Destructive criticism is the easiest thing on earth, and anybody can perpetrate
it. Indeed, it is quite possible, on this hypothesis, to write a damaging
estimate even of Shakespeare that shall show him to be no better than an
amateur in literature. This, however, is not to suggest that criticism should
flow in one uninterrupted stream of applause: it would, obviously, be to err at
the opposite extreme. No author–not even the greatest that ever was–is
immaculate. Homer himself has been said to nod–occasionally. Taking the example
of Shakespeare again, an excellent article could be written proving what a
woefully inadequate craftsman he was. There never, perhaps, was a more careless
and haphazard writer. Everyone remembers the famous retort of Ben Jonson when someone was praising Shakespeare for not
blotting out a single line of his manuscript: “Would to God he had blotted out
a thousand!” The art of writing is full of perils, and who so essays to practise it must first cultivate a thick epidermis, an
impenetrable carapace. To write is, ipso facto, to court detraction.
All
this, however, does not invalidate argument. Some sympathy is demanded of him who sets
out to appraise the works of an author. Moreover, if one examines critical
writings closely; one will find that the best criticisms have, invariably, been
laudatory. That is why Pater, as Lynd
has noted, called his book of criticism, Appreciations. That is why the
late G. K. Chesterton’s book on Dickens is the best book that has yet been
written about that celebrated novelist.
Lynd on Eliot
Lynd’s approach to T. S. Eliot, for instance, is
illuminating. It points a moral and adorns a tale: the point and the moral being
his own. It is evident that Eliot, for certain obvious reasons, queers our
critic’s pitch. Eliot is pompous, and Eliot is pretentious; and, as I have
already indicated, Lynd is allergic to these traits in
a critic. Here is what he has to say on the matter: “The god critic
communicates his delight in genius. His memorable sentences are the mirrors of
memorable works of art.” He continues:
“His
(Eliot’s) failure at present is partly a failure of generosity. If a critic is
lacking in generous responsiveness it is in vain for him to write about the
poets.
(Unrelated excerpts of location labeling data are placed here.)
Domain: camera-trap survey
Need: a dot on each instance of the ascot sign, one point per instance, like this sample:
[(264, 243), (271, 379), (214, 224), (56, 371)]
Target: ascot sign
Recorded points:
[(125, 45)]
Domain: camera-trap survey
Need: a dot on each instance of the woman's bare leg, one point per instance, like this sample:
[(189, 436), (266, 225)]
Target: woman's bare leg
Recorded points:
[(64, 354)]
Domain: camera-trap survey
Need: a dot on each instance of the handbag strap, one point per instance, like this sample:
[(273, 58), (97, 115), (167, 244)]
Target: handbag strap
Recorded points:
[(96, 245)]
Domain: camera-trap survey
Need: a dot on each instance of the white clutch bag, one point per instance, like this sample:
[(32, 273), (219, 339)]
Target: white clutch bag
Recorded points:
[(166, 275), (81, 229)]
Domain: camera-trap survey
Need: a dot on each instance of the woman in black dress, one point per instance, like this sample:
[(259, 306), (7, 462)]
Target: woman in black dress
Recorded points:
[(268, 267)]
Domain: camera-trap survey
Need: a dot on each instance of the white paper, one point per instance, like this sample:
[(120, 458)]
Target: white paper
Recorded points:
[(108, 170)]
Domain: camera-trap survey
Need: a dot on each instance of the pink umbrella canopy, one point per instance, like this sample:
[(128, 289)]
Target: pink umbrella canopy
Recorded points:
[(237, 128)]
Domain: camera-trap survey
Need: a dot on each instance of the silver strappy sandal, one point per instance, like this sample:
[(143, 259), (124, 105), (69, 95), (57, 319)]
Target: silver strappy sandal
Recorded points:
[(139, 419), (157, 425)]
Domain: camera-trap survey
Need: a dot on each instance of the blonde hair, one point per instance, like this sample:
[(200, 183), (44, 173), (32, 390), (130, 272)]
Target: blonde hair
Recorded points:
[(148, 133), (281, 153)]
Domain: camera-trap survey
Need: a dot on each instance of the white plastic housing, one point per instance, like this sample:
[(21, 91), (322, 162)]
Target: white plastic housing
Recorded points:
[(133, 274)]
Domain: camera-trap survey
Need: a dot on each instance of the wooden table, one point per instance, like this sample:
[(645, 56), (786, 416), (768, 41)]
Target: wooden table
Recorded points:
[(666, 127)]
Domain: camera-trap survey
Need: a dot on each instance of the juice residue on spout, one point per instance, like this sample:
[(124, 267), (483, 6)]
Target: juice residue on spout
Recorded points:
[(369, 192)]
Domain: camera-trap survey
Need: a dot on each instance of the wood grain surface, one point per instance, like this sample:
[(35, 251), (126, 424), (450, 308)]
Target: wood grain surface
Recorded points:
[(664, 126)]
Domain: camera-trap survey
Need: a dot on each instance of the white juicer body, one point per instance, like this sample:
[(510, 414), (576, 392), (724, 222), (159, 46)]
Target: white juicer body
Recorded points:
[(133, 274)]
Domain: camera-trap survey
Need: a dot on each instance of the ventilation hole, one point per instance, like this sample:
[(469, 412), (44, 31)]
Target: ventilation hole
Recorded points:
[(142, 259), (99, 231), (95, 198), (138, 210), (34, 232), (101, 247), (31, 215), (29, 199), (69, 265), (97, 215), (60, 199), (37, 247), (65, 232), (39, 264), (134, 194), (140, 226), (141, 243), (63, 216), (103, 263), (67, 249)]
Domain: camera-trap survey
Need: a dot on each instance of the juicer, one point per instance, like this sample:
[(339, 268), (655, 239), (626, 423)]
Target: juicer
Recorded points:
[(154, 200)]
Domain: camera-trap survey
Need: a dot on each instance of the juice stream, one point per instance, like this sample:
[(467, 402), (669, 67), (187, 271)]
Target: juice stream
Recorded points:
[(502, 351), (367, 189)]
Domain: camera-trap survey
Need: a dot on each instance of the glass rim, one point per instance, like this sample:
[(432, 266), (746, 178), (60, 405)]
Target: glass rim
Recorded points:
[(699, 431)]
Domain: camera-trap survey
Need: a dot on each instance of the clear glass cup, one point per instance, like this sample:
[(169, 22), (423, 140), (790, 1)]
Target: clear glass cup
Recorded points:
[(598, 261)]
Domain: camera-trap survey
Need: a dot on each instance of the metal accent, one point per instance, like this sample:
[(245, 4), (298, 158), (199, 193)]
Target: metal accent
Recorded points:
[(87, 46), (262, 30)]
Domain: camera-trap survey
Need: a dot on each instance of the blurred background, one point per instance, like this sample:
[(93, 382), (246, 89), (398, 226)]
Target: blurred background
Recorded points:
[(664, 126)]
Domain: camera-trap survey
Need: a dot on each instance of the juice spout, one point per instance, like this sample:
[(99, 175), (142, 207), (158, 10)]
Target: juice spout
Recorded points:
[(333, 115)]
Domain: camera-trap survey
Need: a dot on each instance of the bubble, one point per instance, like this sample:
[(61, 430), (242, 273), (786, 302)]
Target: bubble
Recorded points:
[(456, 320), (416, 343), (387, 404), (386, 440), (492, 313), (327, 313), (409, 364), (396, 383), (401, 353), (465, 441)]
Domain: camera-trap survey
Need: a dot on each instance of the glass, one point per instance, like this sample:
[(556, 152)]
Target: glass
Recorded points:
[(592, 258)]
The critic has duties as a destroyer, but chiefly in the same sense as a
gold-washer. His aim is the discovery of gold. Mr. Eliot is less of a
discoverer in this kind than any critic of distinction who is now writing....Let
Mr. Eliot for the next ten years take as his patron saint the woman in the New
Testament who found the piece of silver, instead of Johannes Agricola in joyless meditation. He will find her not only
better company, but a wise counsellor. He may even
find his sentences infected with her cheerful excitement, for want of which as
yet they can break neither into a phrase nor into a smile.”
This
had wanted saying very much, and it has now been said. As a piece of beautiful
criticism is not the following passage on Shelley a veritable masterpiece, “the
“For
Shelley has not failed. He is one of those who have brought down to earth the
creative spirit of freedom. And that spirit has never ceased to brood, with
however disappointing results, over the chaos of
“Singing
hymns unbidden, till the world is wrought
To
sympathy with hopes and fears it heeded not.”
(The Art of Letters)
This,
I feel, best describes Lynd himself. Like his own
hero Lynd also “did not humiliate beauty into a
lesson. He scattered beauty among men not as a homily but as a spirit.”